Using warm audience creative for cold audiences is the third. Retargeting ads that reference products someone has browsed, or promotional ads built for people who already know the brand, do not work for people with no prior relationship. The creative has to be built specifically for the cold audience state, which means starting from scratch rather than repurposing existing assets.

Measuring on the wrong timeline is the fourth. Cold audience campaigns need longer measurement windows than warm audience campaigns. If you are evaluating a join ice campaign after two weeks using conversion metrics, you will almost certainly conclude it is not working, even if it is doing exactly what it should. Agree on the measurement approach before the campaign runs. Growth tools can help track audience movement across funnel stages over longer periods, but only if you have set up the tracking correctly from the start.

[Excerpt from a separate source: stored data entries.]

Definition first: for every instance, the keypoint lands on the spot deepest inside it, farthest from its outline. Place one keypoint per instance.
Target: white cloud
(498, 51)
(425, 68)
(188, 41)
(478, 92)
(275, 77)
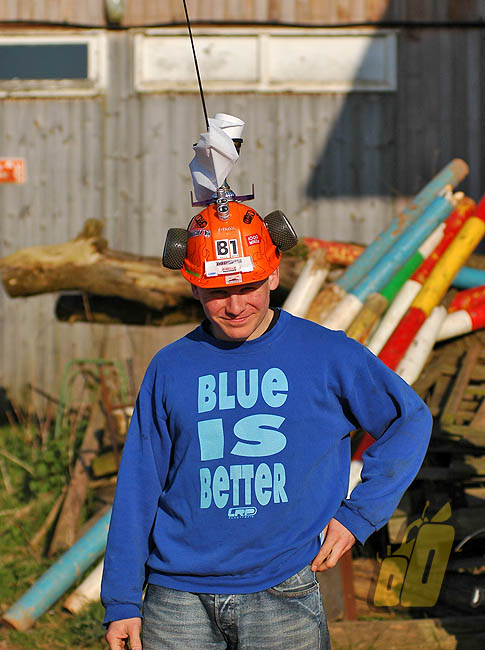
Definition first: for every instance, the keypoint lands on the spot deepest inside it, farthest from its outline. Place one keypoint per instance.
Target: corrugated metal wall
(308, 12)
(335, 163)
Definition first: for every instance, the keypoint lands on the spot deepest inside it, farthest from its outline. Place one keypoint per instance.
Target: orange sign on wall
(12, 170)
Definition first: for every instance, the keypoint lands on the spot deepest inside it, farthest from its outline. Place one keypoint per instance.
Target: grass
(33, 472)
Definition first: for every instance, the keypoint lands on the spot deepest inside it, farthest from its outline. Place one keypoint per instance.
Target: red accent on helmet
(238, 249)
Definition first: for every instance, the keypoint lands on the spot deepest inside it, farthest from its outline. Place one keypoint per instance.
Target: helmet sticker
(253, 239)
(234, 279)
(199, 231)
(248, 217)
(200, 221)
(226, 248)
(221, 267)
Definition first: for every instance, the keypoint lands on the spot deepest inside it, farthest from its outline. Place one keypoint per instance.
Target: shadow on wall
(391, 143)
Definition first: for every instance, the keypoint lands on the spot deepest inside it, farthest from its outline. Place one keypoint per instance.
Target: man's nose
(235, 303)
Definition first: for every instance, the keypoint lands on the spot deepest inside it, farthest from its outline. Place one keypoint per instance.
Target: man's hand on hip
(128, 629)
(337, 541)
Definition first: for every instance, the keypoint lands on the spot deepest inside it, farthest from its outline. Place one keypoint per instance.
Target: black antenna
(196, 66)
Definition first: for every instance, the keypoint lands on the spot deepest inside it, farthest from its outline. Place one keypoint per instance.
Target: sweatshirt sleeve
(141, 477)
(385, 406)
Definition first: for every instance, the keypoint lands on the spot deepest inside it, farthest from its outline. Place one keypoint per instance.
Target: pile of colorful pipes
(392, 296)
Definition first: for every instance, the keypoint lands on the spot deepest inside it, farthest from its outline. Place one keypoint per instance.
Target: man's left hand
(337, 541)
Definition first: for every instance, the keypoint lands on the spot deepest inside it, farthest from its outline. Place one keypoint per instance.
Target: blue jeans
(289, 616)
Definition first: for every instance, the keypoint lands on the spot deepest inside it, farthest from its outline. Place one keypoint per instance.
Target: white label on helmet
(223, 267)
(234, 279)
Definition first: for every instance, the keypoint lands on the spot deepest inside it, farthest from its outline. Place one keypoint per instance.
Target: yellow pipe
(449, 264)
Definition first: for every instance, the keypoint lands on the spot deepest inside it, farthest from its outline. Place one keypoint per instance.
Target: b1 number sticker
(226, 248)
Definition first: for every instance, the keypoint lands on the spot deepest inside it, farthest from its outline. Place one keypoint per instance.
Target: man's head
(241, 312)
(230, 255)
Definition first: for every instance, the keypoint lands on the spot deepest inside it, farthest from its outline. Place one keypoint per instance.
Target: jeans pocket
(301, 584)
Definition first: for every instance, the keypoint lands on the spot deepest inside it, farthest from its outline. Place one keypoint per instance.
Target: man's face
(238, 313)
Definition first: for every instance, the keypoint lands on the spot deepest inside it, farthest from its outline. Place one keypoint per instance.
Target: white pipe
(417, 353)
(393, 315)
(88, 591)
(307, 285)
(457, 323)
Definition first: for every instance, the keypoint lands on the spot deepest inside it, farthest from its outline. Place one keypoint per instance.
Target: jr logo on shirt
(242, 486)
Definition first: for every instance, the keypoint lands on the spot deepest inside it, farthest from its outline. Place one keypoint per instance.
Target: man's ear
(274, 279)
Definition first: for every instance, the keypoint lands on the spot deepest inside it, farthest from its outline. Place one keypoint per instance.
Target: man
(232, 488)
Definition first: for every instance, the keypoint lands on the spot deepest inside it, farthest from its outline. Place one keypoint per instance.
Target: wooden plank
(432, 634)
(452, 405)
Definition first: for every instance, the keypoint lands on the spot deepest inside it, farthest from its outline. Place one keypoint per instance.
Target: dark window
(66, 61)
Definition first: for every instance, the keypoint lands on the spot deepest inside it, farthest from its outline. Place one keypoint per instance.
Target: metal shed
(350, 108)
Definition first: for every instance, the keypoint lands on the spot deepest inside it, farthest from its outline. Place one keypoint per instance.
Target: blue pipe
(467, 278)
(59, 577)
(452, 174)
(403, 248)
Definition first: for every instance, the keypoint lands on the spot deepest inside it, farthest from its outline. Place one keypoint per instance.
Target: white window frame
(96, 73)
(247, 59)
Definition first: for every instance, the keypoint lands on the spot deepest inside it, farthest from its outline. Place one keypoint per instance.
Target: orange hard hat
(228, 244)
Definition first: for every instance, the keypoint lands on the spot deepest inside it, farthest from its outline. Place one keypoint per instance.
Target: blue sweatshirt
(238, 456)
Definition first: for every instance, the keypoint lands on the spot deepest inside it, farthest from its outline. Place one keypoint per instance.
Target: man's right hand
(128, 629)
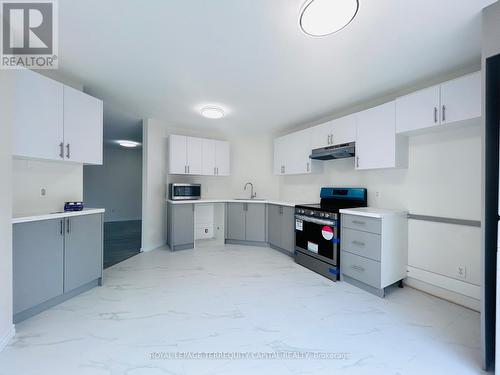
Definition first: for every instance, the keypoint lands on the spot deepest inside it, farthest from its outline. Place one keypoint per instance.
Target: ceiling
(166, 59)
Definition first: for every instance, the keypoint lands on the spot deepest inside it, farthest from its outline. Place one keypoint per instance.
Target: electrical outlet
(462, 272)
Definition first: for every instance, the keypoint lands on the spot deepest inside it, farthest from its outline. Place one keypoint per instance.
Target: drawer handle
(359, 243)
(359, 222)
(358, 268)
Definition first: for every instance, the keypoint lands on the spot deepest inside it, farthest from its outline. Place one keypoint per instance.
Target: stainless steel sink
(248, 199)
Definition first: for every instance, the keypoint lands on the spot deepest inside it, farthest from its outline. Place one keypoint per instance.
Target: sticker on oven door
(327, 233)
(299, 225)
(311, 246)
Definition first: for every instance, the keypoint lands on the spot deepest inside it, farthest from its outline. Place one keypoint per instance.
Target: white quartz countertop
(372, 212)
(56, 215)
(263, 201)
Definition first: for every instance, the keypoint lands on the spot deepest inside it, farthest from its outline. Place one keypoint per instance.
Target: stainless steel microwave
(184, 191)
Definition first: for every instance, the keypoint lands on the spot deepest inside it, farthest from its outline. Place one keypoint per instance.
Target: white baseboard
(6, 336)
(456, 291)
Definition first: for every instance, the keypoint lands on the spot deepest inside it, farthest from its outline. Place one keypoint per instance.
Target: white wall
(443, 179)
(251, 160)
(117, 184)
(6, 326)
(63, 181)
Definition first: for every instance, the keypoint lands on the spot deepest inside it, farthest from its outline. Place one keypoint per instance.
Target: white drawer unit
(373, 248)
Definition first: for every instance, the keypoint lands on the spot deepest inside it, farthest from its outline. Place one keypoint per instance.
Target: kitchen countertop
(263, 201)
(372, 212)
(56, 215)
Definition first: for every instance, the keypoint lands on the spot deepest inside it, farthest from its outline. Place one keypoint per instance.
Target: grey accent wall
(116, 185)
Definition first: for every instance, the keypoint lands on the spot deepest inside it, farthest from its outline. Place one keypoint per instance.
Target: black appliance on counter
(317, 229)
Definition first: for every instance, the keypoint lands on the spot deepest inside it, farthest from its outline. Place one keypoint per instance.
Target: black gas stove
(317, 229)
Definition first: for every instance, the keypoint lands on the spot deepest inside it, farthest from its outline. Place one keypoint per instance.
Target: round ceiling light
(325, 17)
(212, 112)
(128, 144)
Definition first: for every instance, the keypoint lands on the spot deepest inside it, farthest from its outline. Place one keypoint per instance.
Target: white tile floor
(241, 299)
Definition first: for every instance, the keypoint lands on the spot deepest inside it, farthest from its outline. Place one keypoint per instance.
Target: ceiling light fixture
(128, 144)
(325, 17)
(212, 112)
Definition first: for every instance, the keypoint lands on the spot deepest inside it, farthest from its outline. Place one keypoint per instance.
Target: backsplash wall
(62, 181)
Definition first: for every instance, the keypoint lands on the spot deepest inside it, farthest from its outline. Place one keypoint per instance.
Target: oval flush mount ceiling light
(212, 112)
(325, 17)
(128, 144)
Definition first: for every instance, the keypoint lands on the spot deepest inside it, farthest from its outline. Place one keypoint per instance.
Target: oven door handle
(315, 220)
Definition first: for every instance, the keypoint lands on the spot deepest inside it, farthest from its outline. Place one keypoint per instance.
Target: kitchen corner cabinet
(377, 145)
(55, 122)
(281, 229)
(215, 158)
(180, 226)
(246, 222)
(54, 260)
(448, 103)
(291, 154)
(198, 156)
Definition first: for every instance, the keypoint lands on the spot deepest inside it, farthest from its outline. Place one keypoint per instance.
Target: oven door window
(317, 238)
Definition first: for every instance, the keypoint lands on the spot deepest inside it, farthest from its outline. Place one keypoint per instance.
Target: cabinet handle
(358, 222)
(358, 243)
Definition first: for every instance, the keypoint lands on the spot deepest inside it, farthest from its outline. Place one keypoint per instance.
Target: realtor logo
(29, 34)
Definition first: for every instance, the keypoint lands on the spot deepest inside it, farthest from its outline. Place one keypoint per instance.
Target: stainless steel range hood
(345, 150)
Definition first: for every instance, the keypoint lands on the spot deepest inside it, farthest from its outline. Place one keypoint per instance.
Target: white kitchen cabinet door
(208, 157)
(222, 158)
(82, 127)
(343, 130)
(279, 145)
(418, 110)
(177, 154)
(194, 157)
(37, 128)
(461, 98)
(376, 137)
(321, 135)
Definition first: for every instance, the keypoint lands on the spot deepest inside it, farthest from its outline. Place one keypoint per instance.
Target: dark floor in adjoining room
(122, 240)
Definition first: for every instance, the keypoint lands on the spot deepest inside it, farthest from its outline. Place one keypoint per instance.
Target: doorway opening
(117, 185)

Finally, failing to build the post-click experience is a mistake that kills otherwise strong campaigns. An ad that earns attention from a cold audience is wasted if the landing experience does not continue the conversation. The entry point has to be designed for someone who knows nothing about you and needs a reason to stay.

About the Author

Keith Lacy is a marketing strategist and former agency CEO with 20+ years of experience across agency leadership, performance marketing, and commercial strategy. He writes The Marketing Juice to cut through the noise and share what works.

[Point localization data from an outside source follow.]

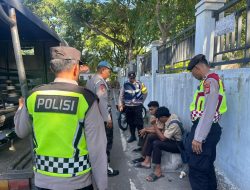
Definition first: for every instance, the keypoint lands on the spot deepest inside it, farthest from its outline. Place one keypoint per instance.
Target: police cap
(66, 53)
(104, 64)
(131, 74)
(200, 58)
(162, 111)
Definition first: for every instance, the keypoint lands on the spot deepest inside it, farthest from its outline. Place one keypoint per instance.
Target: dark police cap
(162, 111)
(200, 58)
(131, 74)
(66, 53)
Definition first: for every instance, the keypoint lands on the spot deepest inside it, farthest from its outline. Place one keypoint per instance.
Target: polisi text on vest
(56, 104)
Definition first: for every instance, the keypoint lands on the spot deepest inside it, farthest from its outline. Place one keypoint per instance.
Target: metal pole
(18, 54)
(19, 64)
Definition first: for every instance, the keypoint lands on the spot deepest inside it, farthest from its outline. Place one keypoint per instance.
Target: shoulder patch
(214, 76)
(102, 88)
(207, 87)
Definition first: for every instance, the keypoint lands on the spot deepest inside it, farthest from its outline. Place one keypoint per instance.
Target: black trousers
(134, 118)
(109, 135)
(90, 187)
(155, 145)
(201, 167)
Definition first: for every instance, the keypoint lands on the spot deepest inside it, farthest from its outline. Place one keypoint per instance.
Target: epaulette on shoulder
(214, 76)
(36, 88)
(90, 93)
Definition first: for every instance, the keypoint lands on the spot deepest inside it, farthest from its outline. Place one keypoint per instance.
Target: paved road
(131, 178)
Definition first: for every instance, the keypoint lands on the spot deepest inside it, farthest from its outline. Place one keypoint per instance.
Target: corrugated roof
(30, 26)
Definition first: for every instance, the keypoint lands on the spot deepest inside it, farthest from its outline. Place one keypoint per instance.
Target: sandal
(152, 177)
(139, 165)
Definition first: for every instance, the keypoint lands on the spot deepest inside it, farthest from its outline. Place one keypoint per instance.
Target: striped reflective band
(62, 165)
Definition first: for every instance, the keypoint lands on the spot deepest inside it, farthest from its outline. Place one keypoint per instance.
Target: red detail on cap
(102, 87)
(206, 87)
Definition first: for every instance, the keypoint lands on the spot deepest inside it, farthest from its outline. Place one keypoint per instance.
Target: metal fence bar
(247, 51)
(232, 42)
(239, 31)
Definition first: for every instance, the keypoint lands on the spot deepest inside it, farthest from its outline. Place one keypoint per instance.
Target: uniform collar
(65, 80)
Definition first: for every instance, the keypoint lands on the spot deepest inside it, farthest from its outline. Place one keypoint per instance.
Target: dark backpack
(181, 145)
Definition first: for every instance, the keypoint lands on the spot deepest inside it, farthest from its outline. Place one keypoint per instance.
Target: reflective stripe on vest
(58, 123)
(198, 103)
(133, 93)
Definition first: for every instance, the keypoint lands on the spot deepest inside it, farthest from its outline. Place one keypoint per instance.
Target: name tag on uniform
(56, 104)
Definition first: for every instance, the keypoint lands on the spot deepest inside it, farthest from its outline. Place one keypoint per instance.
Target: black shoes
(112, 173)
(138, 160)
(139, 149)
(131, 139)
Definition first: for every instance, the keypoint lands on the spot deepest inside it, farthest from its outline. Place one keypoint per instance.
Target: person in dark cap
(166, 139)
(207, 107)
(69, 136)
(98, 85)
(132, 95)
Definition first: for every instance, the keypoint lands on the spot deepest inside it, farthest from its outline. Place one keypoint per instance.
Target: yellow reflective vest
(58, 111)
(198, 103)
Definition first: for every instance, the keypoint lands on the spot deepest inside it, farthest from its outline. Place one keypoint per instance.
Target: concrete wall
(233, 154)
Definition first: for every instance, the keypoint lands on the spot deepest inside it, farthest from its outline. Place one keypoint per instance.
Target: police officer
(208, 104)
(132, 95)
(69, 139)
(98, 85)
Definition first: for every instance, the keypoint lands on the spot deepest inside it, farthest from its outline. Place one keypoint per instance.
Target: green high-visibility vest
(58, 111)
(198, 103)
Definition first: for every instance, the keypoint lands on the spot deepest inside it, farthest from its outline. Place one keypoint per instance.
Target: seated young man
(152, 107)
(166, 139)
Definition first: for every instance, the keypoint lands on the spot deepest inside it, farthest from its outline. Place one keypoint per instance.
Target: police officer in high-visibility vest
(98, 86)
(132, 95)
(67, 127)
(207, 107)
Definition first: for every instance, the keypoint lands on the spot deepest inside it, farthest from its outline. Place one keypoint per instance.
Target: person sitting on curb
(152, 106)
(166, 140)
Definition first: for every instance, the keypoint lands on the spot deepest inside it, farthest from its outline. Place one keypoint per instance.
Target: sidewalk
(132, 178)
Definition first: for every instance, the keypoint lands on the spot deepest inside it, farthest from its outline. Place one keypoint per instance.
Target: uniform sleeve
(144, 91)
(171, 131)
(23, 125)
(211, 88)
(96, 141)
(102, 93)
(121, 96)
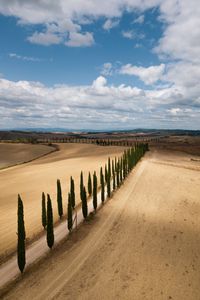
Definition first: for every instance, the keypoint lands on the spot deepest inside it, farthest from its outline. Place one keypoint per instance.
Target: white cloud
(181, 38)
(149, 75)
(99, 105)
(77, 39)
(132, 34)
(107, 69)
(109, 24)
(45, 38)
(129, 34)
(25, 58)
(139, 20)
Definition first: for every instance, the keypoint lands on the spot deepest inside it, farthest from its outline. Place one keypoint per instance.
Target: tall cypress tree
(81, 185)
(113, 174)
(44, 212)
(109, 168)
(50, 232)
(89, 185)
(59, 199)
(108, 185)
(69, 213)
(102, 185)
(72, 193)
(84, 203)
(118, 182)
(21, 250)
(106, 173)
(95, 191)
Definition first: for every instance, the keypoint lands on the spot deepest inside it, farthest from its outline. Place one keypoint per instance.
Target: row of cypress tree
(115, 172)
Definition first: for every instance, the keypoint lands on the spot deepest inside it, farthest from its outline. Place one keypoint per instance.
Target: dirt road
(143, 244)
(31, 179)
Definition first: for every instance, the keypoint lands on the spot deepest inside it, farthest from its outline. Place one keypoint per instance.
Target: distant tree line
(111, 177)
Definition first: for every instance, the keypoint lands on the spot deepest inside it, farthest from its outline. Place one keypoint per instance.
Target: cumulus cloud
(77, 39)
(107, 69)
(44, 38)
(148, 75)
(139, 20)
(25, 58)
(99, 105)
(109, 24)
(63, 22)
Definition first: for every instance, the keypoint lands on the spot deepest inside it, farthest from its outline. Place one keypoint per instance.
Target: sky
(101, 65)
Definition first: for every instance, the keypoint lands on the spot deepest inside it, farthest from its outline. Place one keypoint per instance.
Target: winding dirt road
(143, 244)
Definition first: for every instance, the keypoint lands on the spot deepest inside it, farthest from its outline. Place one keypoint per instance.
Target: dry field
(143, 244)
(12, 154)
(38, 176)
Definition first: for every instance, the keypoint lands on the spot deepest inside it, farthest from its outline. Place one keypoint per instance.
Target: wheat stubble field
(143, 244)
(15, 153)
(31, 179)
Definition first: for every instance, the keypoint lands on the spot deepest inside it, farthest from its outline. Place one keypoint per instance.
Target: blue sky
(85, 65)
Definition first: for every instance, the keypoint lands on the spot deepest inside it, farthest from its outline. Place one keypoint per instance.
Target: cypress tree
(81, 185)
(118, 183)
(106, 173)
(44, 212)
(113, 174)
(109, 168)
(69, 213)
(50, 232)
(84, 203)
(121, 175)
(102, 185)
(95, 191)
(108, 185)
(89, 185)
(72, 193)
(59, 199)
(21, 250)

Frequently Asked Questions

What are join ice advertisements?
Join ice advertisements are paid ads designed to engage cold or disengaged audiences who have no prior relationship with a brand. The goal is to reduce audience inertia and move people from unaware to engaged, rather than converting people who are already close to a purchase decision. They require different creative, different calls to action, and different measurement approaches than warm audience or retargeting campaigns.
How do you measure the success of cold audience advertising?
Cold audience campaigns should be measured on metrics that reflect where the audience actually is in the funnel: brand recall lift, audience growth, content engagement, and the rate at which cold audiences move into warmer segments over time. Applying conversion metrics like ROAS or cost per acquisition to cold audience campaigns will almost always produce misleading results because the audience is not yet in a position to convert. Agree on the measurement framework before the campaign runs, not after.
Which channels work best for join ice advertising?
Channels that support interest and behaviour-based targeting tend to work better for cold audiences than intent-based channels like search. Social platforms, video, audio, connected TV, and out of home all have roles depending on the category, the audience, and the message. The channel decision should follow the audience: where does this specific group spend time, and what format fits the nature of the message you need to deliver?
What is the difference between cold audience advertising and retargeting?
Retargeting reaches people who have already interacted with your brand in some way, visited your website, watched a video, or engaged with an ad. Cold audience advertising reaches people with no prior relationship to the brand at all. The two require fundamentally different creative approaches, different calls to action, and different measurement frameworks. Using retargeting creative for cold audiences is one of the most common reasons cold audience campaigns underperform.
Why do most brands underinvest in cold audience advertising?
Cold audience advertising is harder to attribute cleanly to short-term revenue, which makes it easy to cut when budgets are under pressure. Performance dashboards tend to credit lower-funnel channels with conversions that were actually influenced by earlier cold audience work. This creates a structural bias toward demand capture over demand creation. Brands that address this measurement problem and fund cold audience work consistently tend to compound their growth in ways that pure performance marketing cannot replicate.